Every time I close my eyes I hear your favorite song
Telling me not to run, not to worry anymore
I can hold on tight to nothing better than the rest
So it’s now or never more

We all, we all, we’re gonna be alright
We got the fight in us
We all, we all, we’re gonna live tonight
Like there’s no tomorrow cause we’re the afterlife

We all, we all, we’re gonna be alright
We got, we got, we always got the fight in us
We all, we all, we’re gonna live tonight
Like there’s no tomorrow cause we’re the afterlife
Cause we’re the afterlife
Cause we’re the afterlife

We all, we all, we’re gonna be alright
We got, we got, we always got the fight in us
We all, we all, we’re gonna live tonight
Like there’s no tomorrow cause we’re the afterlife

~ ~ ~

5 thoughts on “It’s one world NOW, huh?

  1. We are both fortunate to live where we do. I’m in a town of about 700, on an acre, so I can sit in the sun on my patio most afternoons and can even entertain a visitor outside since there’s plenty of room to keep safe space.
    The closest town of any size is Bisbee, about 5200 people. A fun and wacky town. I’m missing the monthly art walk, the weekly farmers market, and my book groups and writing groups. But this fun town will likely be one of the places that does have a “pandemic’s over” party and parade.
    Right before we shut down, we had vulture weekend to celebrate the birds’ return, with huge vultures that “flew” down Main Street followed by any number of musicians and people decked out in, well, all kinds of things.
    By the way, the Tracy Chapman video wouldn’t play. I love her music.

    Liked by 1 person

    • Hi Emilie. I took another look at the video on my tablet (Android 5) and phone (7), as well as PC. They work okay, including the separate link below the vid. This is on my satellite “slow mode,” a tenth of its normal speed (because I ran out of prepaid bandwidth for the month). So, I suspect you irritated one of the sand gods, or a cyber god. See if it works for you by clicking on the link, if you haven’t tried that.

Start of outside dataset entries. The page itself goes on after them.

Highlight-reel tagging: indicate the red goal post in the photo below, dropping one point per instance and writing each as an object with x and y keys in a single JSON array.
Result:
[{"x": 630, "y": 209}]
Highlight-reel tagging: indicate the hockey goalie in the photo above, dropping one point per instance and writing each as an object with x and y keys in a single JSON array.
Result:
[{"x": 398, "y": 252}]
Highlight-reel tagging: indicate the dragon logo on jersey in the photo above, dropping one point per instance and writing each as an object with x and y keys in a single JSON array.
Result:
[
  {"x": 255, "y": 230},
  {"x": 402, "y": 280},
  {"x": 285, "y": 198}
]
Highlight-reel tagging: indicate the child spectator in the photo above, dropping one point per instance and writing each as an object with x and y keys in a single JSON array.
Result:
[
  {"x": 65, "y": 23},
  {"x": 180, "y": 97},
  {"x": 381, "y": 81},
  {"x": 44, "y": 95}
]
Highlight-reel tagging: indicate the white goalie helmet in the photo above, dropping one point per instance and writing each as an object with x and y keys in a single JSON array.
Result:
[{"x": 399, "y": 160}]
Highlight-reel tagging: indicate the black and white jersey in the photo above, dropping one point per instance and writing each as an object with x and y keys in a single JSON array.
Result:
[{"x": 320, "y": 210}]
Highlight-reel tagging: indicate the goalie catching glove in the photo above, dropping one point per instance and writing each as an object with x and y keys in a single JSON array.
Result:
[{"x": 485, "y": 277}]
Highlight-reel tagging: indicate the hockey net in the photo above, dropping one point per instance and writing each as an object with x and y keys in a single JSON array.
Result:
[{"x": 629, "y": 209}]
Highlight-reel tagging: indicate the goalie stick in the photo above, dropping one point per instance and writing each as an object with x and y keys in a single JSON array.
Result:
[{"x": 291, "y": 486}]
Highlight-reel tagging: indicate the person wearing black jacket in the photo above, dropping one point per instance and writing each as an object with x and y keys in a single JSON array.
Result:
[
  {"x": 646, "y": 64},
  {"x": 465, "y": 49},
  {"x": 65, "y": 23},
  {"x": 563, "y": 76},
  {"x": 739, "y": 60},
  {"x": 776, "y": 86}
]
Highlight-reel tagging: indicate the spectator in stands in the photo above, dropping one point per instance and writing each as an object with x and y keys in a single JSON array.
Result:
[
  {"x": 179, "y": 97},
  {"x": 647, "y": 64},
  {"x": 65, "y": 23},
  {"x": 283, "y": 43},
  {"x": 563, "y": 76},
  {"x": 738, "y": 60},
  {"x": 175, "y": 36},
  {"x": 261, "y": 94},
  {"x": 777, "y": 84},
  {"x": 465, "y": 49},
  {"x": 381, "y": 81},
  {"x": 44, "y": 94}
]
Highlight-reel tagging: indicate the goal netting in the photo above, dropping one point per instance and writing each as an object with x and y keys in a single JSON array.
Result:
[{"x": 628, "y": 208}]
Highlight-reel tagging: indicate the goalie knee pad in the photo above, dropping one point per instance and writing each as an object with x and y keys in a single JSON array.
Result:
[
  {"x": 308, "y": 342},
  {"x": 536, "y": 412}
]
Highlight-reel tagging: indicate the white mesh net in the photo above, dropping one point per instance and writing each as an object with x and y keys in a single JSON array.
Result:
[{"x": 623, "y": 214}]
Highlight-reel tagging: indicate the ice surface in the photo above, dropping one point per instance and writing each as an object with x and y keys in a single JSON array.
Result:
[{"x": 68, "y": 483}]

I’ve also added another link in the paragraph below it, with another version of the song.

      I live 20 miles from Plattsburgh, a city of 20,000 (one of two cities in the region), and it’s a college town, and on a heavily used route from Montreal, with a lot of Canadian traffic. A lot of that traffic goes through the village nearest me on its way to major tourist destinations, leaving their bugs in the convenience store. I’m also 11 miles from a major state prison that gets a lot of visitors from metro areas, and the only motels for them are in P’burg. Who knows what the corrections officers bring home from their close-quartered charges. Prison COVID cases are about to explode. And the whole Adirondack region is overrun with summer, skiing and leaf-peeping tourists unless you go to the remote places I go. So the area is like a petri dish for bugs. I’m not looking forward to this summer. Maybe they’ll quarantine the whole area.

      I’m stocked up on enough food to last a month. I usually am. The car is equipped for plague.

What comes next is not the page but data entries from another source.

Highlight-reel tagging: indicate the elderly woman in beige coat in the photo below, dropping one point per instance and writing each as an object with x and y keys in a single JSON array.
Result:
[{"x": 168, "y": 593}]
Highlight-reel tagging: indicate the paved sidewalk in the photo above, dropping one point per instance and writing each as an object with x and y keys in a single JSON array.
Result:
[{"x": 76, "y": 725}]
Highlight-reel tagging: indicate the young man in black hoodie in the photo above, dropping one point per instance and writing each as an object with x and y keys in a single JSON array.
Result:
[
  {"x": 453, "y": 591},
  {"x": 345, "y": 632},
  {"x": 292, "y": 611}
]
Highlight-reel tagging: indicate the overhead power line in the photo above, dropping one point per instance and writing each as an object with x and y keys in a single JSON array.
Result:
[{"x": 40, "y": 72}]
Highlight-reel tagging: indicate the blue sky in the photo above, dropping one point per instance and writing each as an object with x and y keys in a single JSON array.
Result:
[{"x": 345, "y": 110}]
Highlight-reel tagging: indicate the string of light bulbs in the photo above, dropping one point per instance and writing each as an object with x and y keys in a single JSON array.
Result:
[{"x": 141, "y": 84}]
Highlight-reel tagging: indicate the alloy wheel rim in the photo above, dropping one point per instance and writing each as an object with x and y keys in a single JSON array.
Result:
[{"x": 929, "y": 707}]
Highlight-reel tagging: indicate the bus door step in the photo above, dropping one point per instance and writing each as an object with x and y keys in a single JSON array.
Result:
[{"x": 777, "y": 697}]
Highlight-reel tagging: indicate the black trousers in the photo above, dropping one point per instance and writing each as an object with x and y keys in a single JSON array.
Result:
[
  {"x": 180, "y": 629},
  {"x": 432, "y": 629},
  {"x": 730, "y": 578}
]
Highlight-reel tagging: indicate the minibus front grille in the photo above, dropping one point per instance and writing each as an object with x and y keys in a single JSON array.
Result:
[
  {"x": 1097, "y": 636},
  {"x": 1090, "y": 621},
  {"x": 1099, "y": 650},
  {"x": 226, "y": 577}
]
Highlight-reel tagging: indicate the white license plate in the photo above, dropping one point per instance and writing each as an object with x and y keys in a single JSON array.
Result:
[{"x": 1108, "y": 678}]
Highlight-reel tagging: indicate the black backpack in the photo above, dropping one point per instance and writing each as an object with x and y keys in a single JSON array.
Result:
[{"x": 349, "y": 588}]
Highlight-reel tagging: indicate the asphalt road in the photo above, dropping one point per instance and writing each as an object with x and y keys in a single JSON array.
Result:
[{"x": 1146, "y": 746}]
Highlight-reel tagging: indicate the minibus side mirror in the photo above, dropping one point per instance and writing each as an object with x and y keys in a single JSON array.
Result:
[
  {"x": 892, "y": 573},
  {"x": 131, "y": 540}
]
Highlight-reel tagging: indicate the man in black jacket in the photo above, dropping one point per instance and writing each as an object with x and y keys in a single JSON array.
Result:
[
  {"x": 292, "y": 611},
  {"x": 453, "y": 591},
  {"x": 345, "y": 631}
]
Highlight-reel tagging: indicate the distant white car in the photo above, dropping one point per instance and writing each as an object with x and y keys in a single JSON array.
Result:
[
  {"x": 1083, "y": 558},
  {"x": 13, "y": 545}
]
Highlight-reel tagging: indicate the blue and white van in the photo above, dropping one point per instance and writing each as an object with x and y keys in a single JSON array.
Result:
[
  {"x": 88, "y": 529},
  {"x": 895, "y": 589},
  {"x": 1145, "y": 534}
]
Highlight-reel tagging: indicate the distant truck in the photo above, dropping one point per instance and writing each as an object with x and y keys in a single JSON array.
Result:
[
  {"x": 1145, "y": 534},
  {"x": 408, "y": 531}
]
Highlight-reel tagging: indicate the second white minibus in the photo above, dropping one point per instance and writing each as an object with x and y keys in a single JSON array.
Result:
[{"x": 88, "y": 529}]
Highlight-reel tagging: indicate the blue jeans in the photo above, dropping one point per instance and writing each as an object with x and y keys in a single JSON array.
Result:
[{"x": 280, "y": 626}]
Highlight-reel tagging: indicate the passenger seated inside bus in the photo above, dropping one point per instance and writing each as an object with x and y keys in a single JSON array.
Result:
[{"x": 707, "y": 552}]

      Yeah, Bisbee does look like a fun place, from things you’ve posted and I’ve browsed from there. Except for some of the long-standing arts and historic institutions, I usually don’t know what goes on around here culturally because I’m non-social. Probably better for others than for me.

      Stay safe. Take all the precautions you can. You’re not a kid anymore (except probably at heart).

      Like

      • You’re right about prisons, unfortunately. I made it to the grocery at 6:45 this morning and there were already about 50 cars in the lot! I shopped anyway but wasn’t comfortable. Later I realized that SNAP benefits appeared today which probably boosted the shopping, and the first Wednesday of the month is also senior discount day. Next week may not be so bad, if I even need to go.
        Yeah, no longer a kid in body, but definitely in heart.